Presencer explains in the liner notes that the titular “grooves” come from all kinds of places, cultures and temporal slots in his 25-year working life to date. They take in Middle Eastern riffs, bluesy trails and Latinesque material, all adroitly mixed and seasoned to produce a tasty spirited and textural brew.
The leader clearly has an expansive zone of reference, and the arrangements are watertight, and just equally fascinating, throughout. On “Blues for Des,” Presencer and the gang ramp up the energy level, before matters take a more gentle turn on “Ballad” or “Tango for the Misunderstood.”
Things move in a decidedly more down-and-dirty direction with “The Devil’s Larder,” somewhat mitigated by Presencer’s trumpet top lines, but there’s generally a snarl in there somewhere.
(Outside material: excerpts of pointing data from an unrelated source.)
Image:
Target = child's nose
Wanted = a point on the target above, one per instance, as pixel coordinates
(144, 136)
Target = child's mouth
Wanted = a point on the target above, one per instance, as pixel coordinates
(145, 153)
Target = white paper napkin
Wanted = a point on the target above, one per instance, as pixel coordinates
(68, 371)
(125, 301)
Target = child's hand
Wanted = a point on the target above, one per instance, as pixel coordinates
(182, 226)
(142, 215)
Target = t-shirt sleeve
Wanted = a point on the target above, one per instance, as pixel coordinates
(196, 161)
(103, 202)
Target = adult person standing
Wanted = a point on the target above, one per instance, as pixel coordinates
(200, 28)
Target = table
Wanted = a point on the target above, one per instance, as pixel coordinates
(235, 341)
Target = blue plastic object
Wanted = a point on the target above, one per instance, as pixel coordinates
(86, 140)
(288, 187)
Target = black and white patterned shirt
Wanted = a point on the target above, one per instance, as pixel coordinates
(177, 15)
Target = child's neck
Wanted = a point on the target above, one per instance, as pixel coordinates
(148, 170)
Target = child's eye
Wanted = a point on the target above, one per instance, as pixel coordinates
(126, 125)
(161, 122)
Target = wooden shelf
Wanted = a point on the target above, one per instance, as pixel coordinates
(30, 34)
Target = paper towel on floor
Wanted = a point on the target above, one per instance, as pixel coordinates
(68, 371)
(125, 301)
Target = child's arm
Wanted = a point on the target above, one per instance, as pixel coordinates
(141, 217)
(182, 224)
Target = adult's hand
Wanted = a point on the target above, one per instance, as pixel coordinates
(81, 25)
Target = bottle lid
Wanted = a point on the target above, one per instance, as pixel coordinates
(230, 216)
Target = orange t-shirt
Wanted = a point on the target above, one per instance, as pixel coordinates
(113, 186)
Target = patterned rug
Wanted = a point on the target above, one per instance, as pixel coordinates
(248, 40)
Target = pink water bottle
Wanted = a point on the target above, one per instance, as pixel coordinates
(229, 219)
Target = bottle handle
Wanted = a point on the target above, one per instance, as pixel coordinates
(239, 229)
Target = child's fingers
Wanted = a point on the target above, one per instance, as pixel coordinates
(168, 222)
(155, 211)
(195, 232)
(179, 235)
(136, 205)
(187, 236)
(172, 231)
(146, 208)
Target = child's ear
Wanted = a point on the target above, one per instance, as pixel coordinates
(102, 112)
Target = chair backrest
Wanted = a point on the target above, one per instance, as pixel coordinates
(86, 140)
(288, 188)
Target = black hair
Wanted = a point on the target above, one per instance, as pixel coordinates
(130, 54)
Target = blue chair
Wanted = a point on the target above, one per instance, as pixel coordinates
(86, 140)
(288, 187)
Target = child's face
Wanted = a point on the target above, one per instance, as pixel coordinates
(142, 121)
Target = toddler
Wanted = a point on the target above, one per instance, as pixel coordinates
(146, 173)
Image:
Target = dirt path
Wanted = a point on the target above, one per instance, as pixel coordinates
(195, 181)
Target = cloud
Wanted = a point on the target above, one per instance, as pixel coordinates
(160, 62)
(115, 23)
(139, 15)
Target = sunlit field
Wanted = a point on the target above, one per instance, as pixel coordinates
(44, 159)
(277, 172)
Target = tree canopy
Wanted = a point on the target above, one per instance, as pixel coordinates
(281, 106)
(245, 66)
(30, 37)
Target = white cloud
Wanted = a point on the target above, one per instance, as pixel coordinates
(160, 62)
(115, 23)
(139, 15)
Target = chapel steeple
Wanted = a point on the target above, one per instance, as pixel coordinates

And the Fab Four would, no doubt, applaud the trumpeter’s Latin- leaning scoring of the Beatles’ “Eleanor Rigby.”
KERSTIN HABERECHT
Essence
Double Moon records
Kerstin Haberecht is another young horn-playing leader to watch out for. Essence is the 28-year-old German saxophonist’s debut album, and she clearly has a mature head on her young shoulders.
This is a quartet effort, with compatriot sidemen Nicolas Hering on piano and Fender Rhodes, Bastian Weinig on bass and Mathis Grossman on drums. Haberecht paid her dues before getting down to putting out her own work – she penned all nine tracks – and her big-band experience plainly stood her in good stead for this project.
The leader alternates between gossamer lines, such as on “Lullaby for M,” and shows she is not afraid of dishing out more robust stuff, as exemplified by a dynamic solo on “The Machine.” Things get a little dark on the more amorphous “Schlafloser Februar,” as one would expect from a number the title of which translates as “Sleepless February.”
Haberecht knows where her jazz comes from, and is evidently fully conversant with the roots and confident enough to take them with her on her own journey. Essence is a fine debut.